実技競技❶ アッピン地質ワールド(地学分野)
本実技競技では、「アッピン地質ワールド」といわれる仮想の海岸の地質調査を行うことが目的。
どんな岩石や地層がどのように分布しているかを示した図を地質図といい、これを作るためには岩石の種類や性質、地層の走向・傾斜、厚さ、断層、褶曲、地層の新旧関係などを色々な地点で調べなければならない。これが地質調査である。
実際に野外で地質調査を行うためには、事前調査によって把握した情報を元に調査ルートを決定し、露頭を探すことから始まる。 多くの露頭を調べ、地層や岩石の繋がりを調べ、ルートマップを作成し、その分布を理解し、地質構造を明らかにしていく。
こうして、最初は点にすぎなかった露頭の情報も調査が進めば線状につながっていき、情報は点から線(ルートマップ)へ、そして線から面( 地質図)へと広がっていく。
地質図は2次元の平面図であるが、いわば3 次元の空間情報や時間情報も表している。本課題は地質調査としての特色ある課題が取り上げられており、大きく3つに分かれている。
【課題1】 では地質構造を明らかに、【課題2】では地質構造の模型作成、【課題3】では岩石標本の製作となっている。

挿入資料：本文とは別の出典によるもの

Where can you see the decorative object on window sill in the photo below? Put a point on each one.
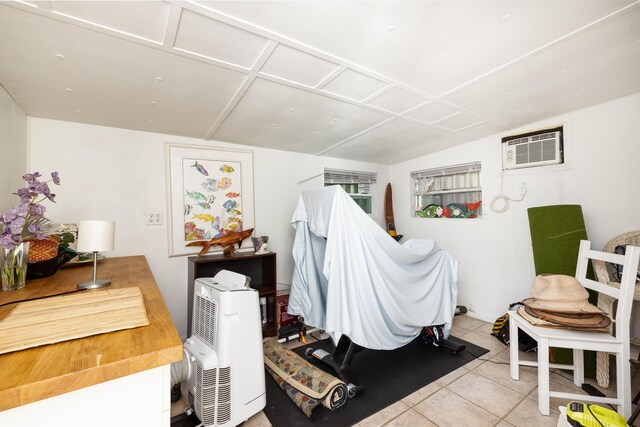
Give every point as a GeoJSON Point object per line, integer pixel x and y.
{"type": "Point", "coordinates": [452, 210]}
{"type": "Point", "coordinates": [227, 241]}
{"type": "Point", "coordinates": [258, 242]}
{"type": "Point", "coordinates": [22, 224]}
{"type": "Point", "coordinates": [94, 237]}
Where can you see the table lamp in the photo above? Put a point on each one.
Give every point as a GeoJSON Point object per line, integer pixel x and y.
{"type": "Point", "coordinates": [95, 236]}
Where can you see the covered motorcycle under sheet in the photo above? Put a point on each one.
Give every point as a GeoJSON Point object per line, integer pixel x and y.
{"type": "Point", "coordinates": [351, 278]}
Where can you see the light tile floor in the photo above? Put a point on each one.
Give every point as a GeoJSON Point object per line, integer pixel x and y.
{"type": "Point", "coordinates": [480, 393]}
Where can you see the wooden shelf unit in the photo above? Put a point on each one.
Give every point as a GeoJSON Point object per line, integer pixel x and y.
{"type": "Point", "coordinates": [261, 269]}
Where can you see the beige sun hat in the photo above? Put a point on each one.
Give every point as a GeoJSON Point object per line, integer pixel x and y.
{"type": "Point", "coordinates": [559, 293]}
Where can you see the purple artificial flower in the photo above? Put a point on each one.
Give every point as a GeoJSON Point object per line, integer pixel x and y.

課題1 「海岸に露出している地層の走向・傾斜を測定し、地質構造を明らかにせよ」
この課題は、実際にクリノメーターを用いて地層の走向・傾斜を測定し、ルートマップを作成し、断面線による地質断面図を作るというもの。クリノメーターと言えば、ハンマー、ルーペと共に地質調査の三種の神器といわれる重要な測定機器である。
ちなみに大学入試センターが行った平成30年( 2018年)度試行調査の地学の問題で、走向・傾斜についてクリノメーターを用いて適切に読み取ることができるかという問題が出題されたことは記憶に新しい。

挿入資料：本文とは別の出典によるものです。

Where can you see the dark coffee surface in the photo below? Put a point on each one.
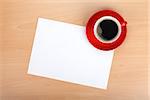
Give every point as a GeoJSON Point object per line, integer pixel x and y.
{"type": "Point", "coordinates": [107, 30]}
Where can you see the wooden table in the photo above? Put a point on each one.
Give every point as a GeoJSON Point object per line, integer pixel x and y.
{"type": "Point", "coordinates": [129, 74]}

問1は、クリノメーターの方位磁針の東・西の表示が逆になっている理由を問う問題。 他にも、読み取りの便宜上、方位角度が360°表示でなく90°表示になっているのも特徴である。 問2では、地層の上下構造の判定として、堆積構造に関する問題が出題された。 これらの判定では、特徴的な堆積構造として、級化成層(級化層理、級化構造、graded bedding)、斜交層理( 斜交葉理、クロスラミナ、cross-bedding)、漣痕( 砂紋、リップルマーク、ripple mark)、流痕(current mark)、荷重痕(load cast)、生痕(trace fossil) などがある。中でも級化成層は砕屑物が下位から上位に向かって細粒化する構造のことをいい、流水中において堆積する粒径の垂直的な変化のことを、級化(grading)と呼ぶ。

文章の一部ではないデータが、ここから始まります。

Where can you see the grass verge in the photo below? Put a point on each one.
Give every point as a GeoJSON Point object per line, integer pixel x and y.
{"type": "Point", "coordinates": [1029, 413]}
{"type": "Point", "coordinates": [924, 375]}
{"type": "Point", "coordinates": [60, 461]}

問3は、実際にクリノメーターを用いて地層を測定し、そこから褶曲を調べ、地質断面図を作成する問題。
地層の真の傾斜は、走向に垂直な垂直断面でのみ現れるため、それ以外の断面では真の傾斜角よりも小さく見えてしまう。
そのため、見かけの傾斜角は、真の傾斜角と、傾斜面の走向と断面線のなす角度をもとに求めることになる。
しかし今回の断面線は、走向に対してピッタリと垂直でないものもあるが、大きく外れていないので、露頭をつなぎ合わせても地層の立体構造は把握できる。
課題2 「トンネルを AR『Augmented Reality (拡張現実) 』で調査し、地質構造の模型をつくれ」
この課題( 問4 )は、トンネル内部(天井)を観察し、それに基づいて地質構造の模型を作成するというもの。 ARを用いて、トンネルの内部構造を写真および動画により観察し、いかに情報を得ることができるかがポイントとなる。
一見天井部を見ると、褶曲構造(背斜)に思えるが、左右の壁も合わせて観察することにより、単斜構造であることが分かる。
これを見抜くことができれば、単斜構造を作成し、その後にトンネル部分を掘り出せば模型は作成できる。
課題3 「地質ワールドで採取できる岩石の標本を製作せよ」
この課題(問6 )は、実際に海岸に落ちている礫を用いて岩石標本を作成するというもの。普段見かける岩石標本では、同じ大きさ、同じ形に形成されているため、実際の礫から目的の岩石を識別することができるかということがポイントとなる。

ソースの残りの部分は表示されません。